Minnesota’s elections for governor have been decided by single digits in five consecutive cycles – the longest streak in state history

While DFL U.S. Senator Amy Klobuchar is projected to cruise to another easy reelection victory in 2018, the state’s open seat race for governor at the top of the ticket is expected to be hard-fought.

And for good reason.

While DFL candidates have won each of the last 16 statewide elections since 2008 (including presidential nominees), Democrats (pre- or post-DFL merger) have never won back-to-back gubernatorial elections in Minnesota with different nominees.

The party has been victorious in consecutive gubernatorial elections seven times since statehood, but none of these feats involved different nominees: John Johnson (1904 & 1906; 1906 & 1908), Orville Freeman (1954 & 1956; 1956 & 1958), Wendy Anderson (1970 & 1974), Rudy Perpich (1982 & 1986), and Mark Dayton (2010 & 2014).

The party has yet to demonstrate an ability to marshal support for its gubernatorial agenda among the electorate with an outgoing administration.

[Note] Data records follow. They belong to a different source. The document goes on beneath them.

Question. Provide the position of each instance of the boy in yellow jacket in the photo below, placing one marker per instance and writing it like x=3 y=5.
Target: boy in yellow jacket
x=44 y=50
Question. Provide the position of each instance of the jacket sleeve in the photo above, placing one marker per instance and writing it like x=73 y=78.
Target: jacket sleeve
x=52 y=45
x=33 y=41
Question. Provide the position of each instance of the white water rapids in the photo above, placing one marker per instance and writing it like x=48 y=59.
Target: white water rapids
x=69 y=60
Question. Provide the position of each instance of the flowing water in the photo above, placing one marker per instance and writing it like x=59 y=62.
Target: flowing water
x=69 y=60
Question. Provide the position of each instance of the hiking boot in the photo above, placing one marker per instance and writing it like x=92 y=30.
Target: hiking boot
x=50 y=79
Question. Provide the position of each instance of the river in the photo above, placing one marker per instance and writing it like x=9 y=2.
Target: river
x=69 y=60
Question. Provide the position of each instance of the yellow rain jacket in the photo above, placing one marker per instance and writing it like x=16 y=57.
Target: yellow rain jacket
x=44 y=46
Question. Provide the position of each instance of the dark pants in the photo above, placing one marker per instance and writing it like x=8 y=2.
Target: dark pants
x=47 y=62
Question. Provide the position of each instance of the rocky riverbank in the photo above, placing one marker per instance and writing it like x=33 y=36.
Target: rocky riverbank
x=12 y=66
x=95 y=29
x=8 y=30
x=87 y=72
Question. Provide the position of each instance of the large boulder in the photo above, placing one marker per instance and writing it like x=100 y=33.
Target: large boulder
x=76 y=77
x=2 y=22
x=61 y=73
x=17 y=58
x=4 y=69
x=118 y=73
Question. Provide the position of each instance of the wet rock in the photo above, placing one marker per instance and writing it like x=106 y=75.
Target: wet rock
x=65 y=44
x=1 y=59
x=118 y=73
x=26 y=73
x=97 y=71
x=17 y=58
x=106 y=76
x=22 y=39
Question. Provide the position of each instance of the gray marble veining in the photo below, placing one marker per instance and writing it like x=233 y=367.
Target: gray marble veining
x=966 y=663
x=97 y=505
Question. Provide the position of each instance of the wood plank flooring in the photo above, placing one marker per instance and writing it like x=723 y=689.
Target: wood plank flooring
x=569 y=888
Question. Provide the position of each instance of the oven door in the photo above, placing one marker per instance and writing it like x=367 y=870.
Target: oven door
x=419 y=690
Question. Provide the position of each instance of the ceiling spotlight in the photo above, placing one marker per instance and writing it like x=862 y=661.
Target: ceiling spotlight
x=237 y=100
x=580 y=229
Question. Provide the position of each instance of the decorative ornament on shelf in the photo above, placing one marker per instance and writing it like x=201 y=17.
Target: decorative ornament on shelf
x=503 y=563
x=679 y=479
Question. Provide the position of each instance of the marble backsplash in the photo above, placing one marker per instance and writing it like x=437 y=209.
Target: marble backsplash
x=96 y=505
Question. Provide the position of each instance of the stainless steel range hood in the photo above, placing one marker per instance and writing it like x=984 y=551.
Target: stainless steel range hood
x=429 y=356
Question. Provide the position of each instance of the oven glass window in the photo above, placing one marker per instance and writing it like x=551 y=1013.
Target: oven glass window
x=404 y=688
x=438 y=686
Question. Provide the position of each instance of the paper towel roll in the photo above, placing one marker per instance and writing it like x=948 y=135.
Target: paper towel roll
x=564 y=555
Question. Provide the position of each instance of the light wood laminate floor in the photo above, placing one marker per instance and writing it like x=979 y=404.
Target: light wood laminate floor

Gopher State voters to this point have only been persuaded to reelect a sitting Democratic governor – never to vote a new one into office as a fellow party member exits.

By contrast, Republicans have accomplished this feat 13 times since statehood.

Moreover, despite Democratic dominance over the last decade in statewide races, Minnesota has been a hotbed for competitive gubernatorial races with each of the last five contests for governor decided by single digits, averaging a nation-low 3.5 points during this span:

  • 1998: Reform Party nominee Jesse Ventura beat Republican St. Paul Mayor Norm Coleman by 2.9 points
  • 2002: Republican Tim Pawlenty defeated DFL State Senator Roger Moe by 7.9 points
  • 2006: Governor Pawlenty beat DFL Attorney General Mike Hatch by 1.0 points
  • 2010: Former DFL U.S. Senator Mark Dayton defeated GOP State Representative Tom Emmer by 0.4 points
  • 2014: Governor Dayton defeated Republican Hennepin County Commissioner Jeff Johnson by 5.6 points

Minnesota is one of four states to have currently hosted a competitive gubernatorial election in at least five consecutive contests.

Rhode Island’s last six races for governor have been decided by single digits dating back to 1994 – the largest and longest streak in the nation.

Like Minnesota, Rhode Island has seen a strong presence on the ballot by third party and independent candidates – winning the governorship in 2010 (with independent Lincoln Chafee) and averaging 13.8 percent of the vote during this six-cycle span.

The vote for non-major party candidates in Minnesota has averaged 16.6 percent over the last five cycles.

Gubernatorial elections in Oregon and Wisconsin have also been decided by less than 10 points in each of the last five contests.

Maine and Washington have had competitive races in the last four elections, with Florida and West Virginia at three in a row, and Connecticut, Illinois, Indiana, Massachusetts, Montana, New Hampshire, Pennsylvania, and Vermont with two.

The five-cycle streak of single-digit victory margins in races for governor in Minnesota is the longest in state history.

The Gopher State previously had four-cycle streaks twice, once in the 19th Century and once in the 20th Century:

  • 1886 (1.1 points), 1888 (9.3 points), 1890 (1.0 points), and 1892 (5.7 points)
  • 1960 (1.5 points), 1962 (0.0 points), 1966 (5.7 points), and 1970 (8.5 points)

Minnesota also had a three-cycle streak with single-digit victory margins in 1896 (1.1 points), 1898 (8.0 points), and 1900 (0.7 points).

With multiple sitting political officeholders vying for the DFL and Republican nominations, all signs are that both parties believe they have a chance to win in November 2018, which may very well end up resulting in close race for governor in the state for the sixth straight cycle.